Sunday, January 15, 2012

Free Condoms.

I recently heard this video on YouTube (which I'm sure you have all seen) where the guy in it refers to the "church" as a hospital for sinners........Which I think is what it is supposed to be, but I went to church this morning.

I was sitting there and as I listened to all of the "I's", what "I" can do to fix myself, what "I" can do to make it work, what "I"....... the list went on and on. 

I left the church feeling a bit empty. The sermon was on Depression, and lets just say I left feeling a little depressed. 

We were told all of these things about how depression affects you and some steps to change your thinking. 

The message today was a "SELF HELP" sermon. Not a spiritual encounter with my God and how his great power will change you. 

At no point did we ever call up people who felt depressed and pray over them and declare in Jesus name that the evil spirit of depression and the way of thinking be cast out. 

I just felt like I wasn't in a hospital. If you have ever gone to a hospital you don't leave the hospital with and open wound and have them tell you to come back next week. You would never stand for that. You would expect someone to look at the wound and say "AHHHH... lets clean that thing up and freaking stitch it together before you bleed to death!" .... you would expect everyone to be on their A-game and get to work right? Call the head Doctor!!! and nurse, and anesthetist and therapist......Not just tell you how you got the cut and then ways to prevent it next time??? 

Instead, I felt as though I was in a Free Health Clinic and they were passing out condoms. A safe way to live, not beneficial in anyway, but its got some protection, and it makes you feel a little better about the way your living. Here, do what you please, but just be sure you use this and do this, and you will be fine. When in reality we never fix the real problem......

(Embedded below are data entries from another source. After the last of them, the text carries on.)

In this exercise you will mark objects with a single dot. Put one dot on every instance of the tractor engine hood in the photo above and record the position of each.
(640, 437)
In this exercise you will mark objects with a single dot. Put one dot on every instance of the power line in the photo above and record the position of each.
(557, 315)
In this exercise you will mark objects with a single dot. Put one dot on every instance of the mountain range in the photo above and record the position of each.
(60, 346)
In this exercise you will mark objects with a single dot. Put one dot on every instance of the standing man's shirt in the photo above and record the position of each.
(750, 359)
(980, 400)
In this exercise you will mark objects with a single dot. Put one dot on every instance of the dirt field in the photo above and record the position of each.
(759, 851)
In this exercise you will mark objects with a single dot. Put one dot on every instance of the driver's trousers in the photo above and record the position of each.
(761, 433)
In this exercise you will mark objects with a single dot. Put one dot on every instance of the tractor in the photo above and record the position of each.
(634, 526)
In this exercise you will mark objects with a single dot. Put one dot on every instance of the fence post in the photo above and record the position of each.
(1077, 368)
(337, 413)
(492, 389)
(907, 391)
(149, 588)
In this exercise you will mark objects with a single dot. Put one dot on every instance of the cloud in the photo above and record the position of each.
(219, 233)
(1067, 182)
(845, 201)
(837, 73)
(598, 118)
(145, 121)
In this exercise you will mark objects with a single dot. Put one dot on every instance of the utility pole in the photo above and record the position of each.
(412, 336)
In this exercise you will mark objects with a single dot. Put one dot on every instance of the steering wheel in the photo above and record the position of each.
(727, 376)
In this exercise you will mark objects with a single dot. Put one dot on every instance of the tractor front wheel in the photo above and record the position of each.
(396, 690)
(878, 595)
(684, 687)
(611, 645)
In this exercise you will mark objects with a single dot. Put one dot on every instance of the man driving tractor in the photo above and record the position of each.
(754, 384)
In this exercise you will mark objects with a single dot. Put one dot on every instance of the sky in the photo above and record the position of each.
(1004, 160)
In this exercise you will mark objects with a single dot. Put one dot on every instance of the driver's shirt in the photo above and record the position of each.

I just think that as we see things like this happening in the church we should stop and reassess our views on God and Jesus and the Holy Spirit. Aren't they the ones who are supposed to fix us? Yea we do things to get there, but we can't do it on our own. And for those who don't think praying over someone is okay in church and should be saved for another time. Check yourself.  




Thursday, January 12, 2012

No Longer Lindsey.



I came to this realization about two weeks ago, because for a year I had been in a position where being Christ was just normal. I never thought about "Lindsey" because there wasn't time or the option. But, 

I came off of the World Race,

Emotionally confused and suffering from serious culture shock, my physical body freaked. 

It went searching for a serious love and affirmation that I had been receiving from God for 11 months, from mere humans. 

 I actually had one experience while looking for that love in man, that my Spirit actually cried. I was actually physically crying but yet it wasn't "me" crying..... My physical body was loving the affirmation from man, but my Spirit lost it. It couldn't handle it. My Spirit was literally weeping, and after a good 14 hours of actually crying I realized that nothing on this Earth can satisfy Lindsey. 

I was being loved, yet I felt nothing.
I was comfortable, but so uncomfortable.
I was rested, but felt so restless.
Life was easy, but I never felt so uneasy.
I was given everything, but I had nothing.
I was surrounded by people, but felt so alone.

I made a choice exactly a year ago, to deny Lindsey, that she no longer lives, but that Christ lives in this physical body and just now I am realizing how big of a deal that was...........

In my physical body I feel like I'm in a foreign place. 
My flesh isn't mine anymore, its something that my Spirit has borrowed for 63years, so it can do work.
My flesh disgusts me now. 
It craves all of these things, that I want nothing to be apart of.
My Spirit which is the same Spirit that was in Jesus, is now alive.
It wants more.
It wants to be closer to its Father.
It wants to be closer to its children that are starving.
It wants to be helping those who can't help themselves.
It wants to tell everyone about Jesus.
It wants to heal the sick.
It wants to free the captives. 
It wants sex trade to stop. 
It wants oppression to end.
It wants peace for everyone.
It wants to spread hope.
It wants to love......................................

I've come to do work on this Earth. It is about to go down.